Aug 5, 2010

OH: Third Party Candidates Call for Inclusive Debates, Oppose Democratic-Republican Bipartisan Front Against all Alternatives

Green Party gubernatorial candidate Dennis Spisak and Socialist Party US Senate candidate Dan La Botz have called for open and inclusive debates in their respective races.  Via IPR, Cincinnati's City Beat reports that the Democratic and Republican party gubernatorial candidates are currently conspiring to ensure that the people of Ohio will not be allowed to witness a debate between all ballot qualified candidates for the office.  The article quotes Dennis Spisak:
As the Green Party nominee for Ohio governor, I think it's a sham that myself and the Libertarian candidate for governor are not invited to the debates,” Spisak said in a prepared statement. “The Ohio Secretary of State has certified that minor party candidates are allowed on the ballots this year, we have paid the same filing fees as Ted Strickland and John Kasich, and had supporters stomp through the winter snowstorms to gather thousands of signatures to place us on the ballot,” Spisak added. “Ohioans deserve to hear all candidates for governor speak. Ted and John will sling mud and refuse to answer specially how they will fix Ohio. I will.
Separately, in an interview with John Michael Spinelli at the Examiner, Socialist Party candidate for US Senate, Dan La Bot, has called for open debates in his race.  Some excerpts from the Examiner:
Dan LaBotz of Cincinnati, the Ohio Socialist Party candidate who garnered fewer than 400 votes statewide on Ohio primary day in early May, is calling on the major Titans in the race, Democrat Lee Fisher and Republican Rob Portman, to include him in any scheduled debates. . . . 
Taking on his big-party, big-candidate rivals, LaBotz wants into the their debates. "We need to have open forums, public meetings, and a genuine debate between representatives of the various political alternatives," he says, so voters don't have to face the "same corporate political duopoly as in the past."
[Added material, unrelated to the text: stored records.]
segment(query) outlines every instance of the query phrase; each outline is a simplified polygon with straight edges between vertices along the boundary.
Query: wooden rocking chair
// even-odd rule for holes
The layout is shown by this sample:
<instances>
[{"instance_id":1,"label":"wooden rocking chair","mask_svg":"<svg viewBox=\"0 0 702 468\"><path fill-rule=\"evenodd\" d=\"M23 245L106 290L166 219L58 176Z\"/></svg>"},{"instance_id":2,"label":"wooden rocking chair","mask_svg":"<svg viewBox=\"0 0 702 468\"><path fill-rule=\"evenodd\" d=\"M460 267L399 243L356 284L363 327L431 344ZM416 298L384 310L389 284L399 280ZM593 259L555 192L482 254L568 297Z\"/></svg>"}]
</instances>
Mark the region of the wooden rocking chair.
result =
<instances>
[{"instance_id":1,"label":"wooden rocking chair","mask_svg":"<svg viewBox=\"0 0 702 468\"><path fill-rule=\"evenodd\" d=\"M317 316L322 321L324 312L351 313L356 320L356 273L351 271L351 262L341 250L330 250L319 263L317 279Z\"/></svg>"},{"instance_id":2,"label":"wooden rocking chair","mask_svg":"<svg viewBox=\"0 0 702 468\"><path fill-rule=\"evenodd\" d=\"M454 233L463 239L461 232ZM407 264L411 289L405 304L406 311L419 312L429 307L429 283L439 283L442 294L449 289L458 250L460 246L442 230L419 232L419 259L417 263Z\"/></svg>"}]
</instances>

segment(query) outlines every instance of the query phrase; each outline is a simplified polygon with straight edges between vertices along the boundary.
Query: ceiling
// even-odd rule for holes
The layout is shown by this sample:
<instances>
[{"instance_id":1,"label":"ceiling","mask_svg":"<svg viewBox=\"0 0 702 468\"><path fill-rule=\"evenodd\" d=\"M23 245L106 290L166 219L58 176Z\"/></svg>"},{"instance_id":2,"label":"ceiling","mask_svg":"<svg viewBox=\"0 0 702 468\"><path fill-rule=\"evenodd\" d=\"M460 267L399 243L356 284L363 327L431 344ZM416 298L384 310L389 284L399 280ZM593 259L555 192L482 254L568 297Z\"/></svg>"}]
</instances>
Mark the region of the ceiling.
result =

In a recent statement, LaBotz said, ""We need to open up the debates so that the people of Ohio can learn about the real disaster we are facing." . . .

Moreover, he says election debates should be organized by a non-partisan group, such as the League of Women Voters, and should include all parties and candidates, compared to how debates outside of presidential debates are done now.